Wednesday, April 15, 2020

The Most Fun We Ever Had by Claire Lombardo


42379020
5 Stars




Or Easter, as the case was here.

In all honesty, I picked this one up because I kept getting it confused with A Good Neighborhood due to the cover similarities. I didn’t read a synopsis for either, just noted that my friends gave both pretty high ratings and added them to the TBR in hopes that I would eventually be able to tell them apart.

I started The Most Fun We Ever Had on Good Friday knowing that I would probably have loads of free time for reading because despite the “office” (a/k/a my reading chair) being open, most of the courts, the stock market, etc. were closed so there probably would not be high demands for work that needed to be done.

This is the story of the Sorenson family. David and Marilyn, their four daughters Wendy, Violet, Liza and Grace, the daughter’s husbands and boyfriends, their grandchildren – the whole gang. The kick-off to the book is a “re-storking” of sorts when Jonah, a family secret given up for adoption 15 years prior, makes a sudden reappearance in the family. The ever popular timehop device is then utilized to complete the narrative, taking us back to the 1970s when David and Marilyn first met and continuing via the back-and-forth past-to-present until the story is complete.

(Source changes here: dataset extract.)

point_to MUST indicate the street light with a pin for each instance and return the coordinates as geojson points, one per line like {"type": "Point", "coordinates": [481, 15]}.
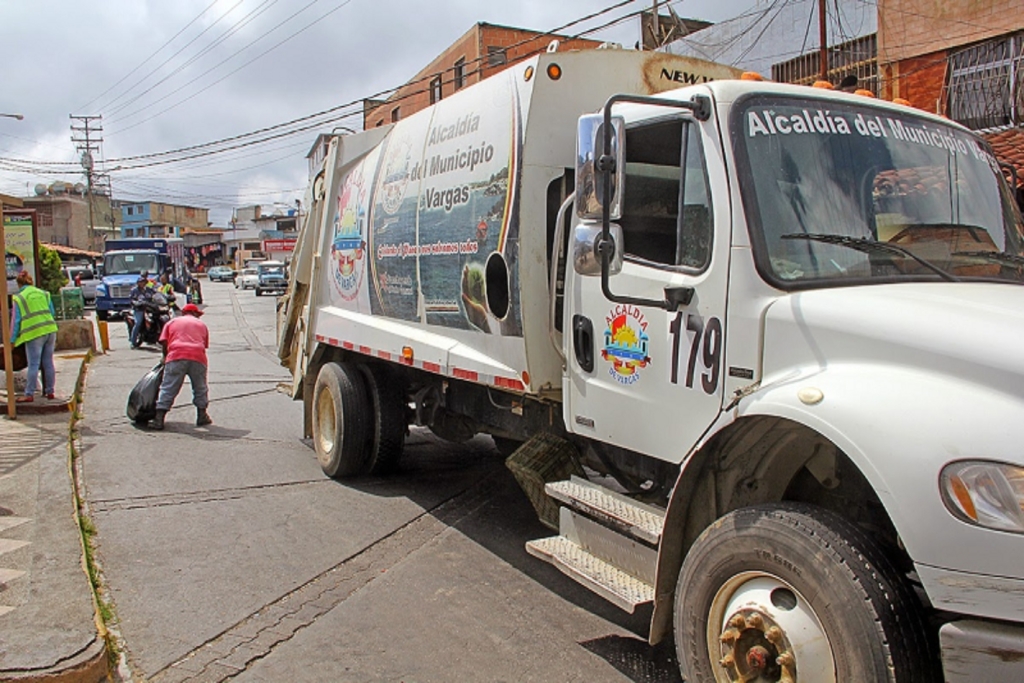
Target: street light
{"type": "Point", "coordinates": [5, 331]}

First things first, this one isn’t going to be for everyone, so please take my rating with a grain of salt. If you are looking for a book with a lot of twists and turns and edge of your seat excitement, this is not for you. It also has a lot of pages, so there’s a solid chance if you don’t find yourself connected to these people it will be quite a slog to get through. I was completely invested in the Sorensons, however, so I loved every second I got to be a part of their lives. Maybe it was because I come from a similar large Catholic family. Maybe it was because I love ensemble casts. Maybe it was because these characters seemed so authentic and I loved them one second and wanted to tear their hair out the next. A biiiiiiiiig maybe that it was full of humor rather than tragedy. Whatever the case, this was exactly what I needed on a weekend that would have surely brought out some family drama (either in my own or that I ended up hearing about someone else’s) if history hadn’t been rewritten due to the ‘Ronee.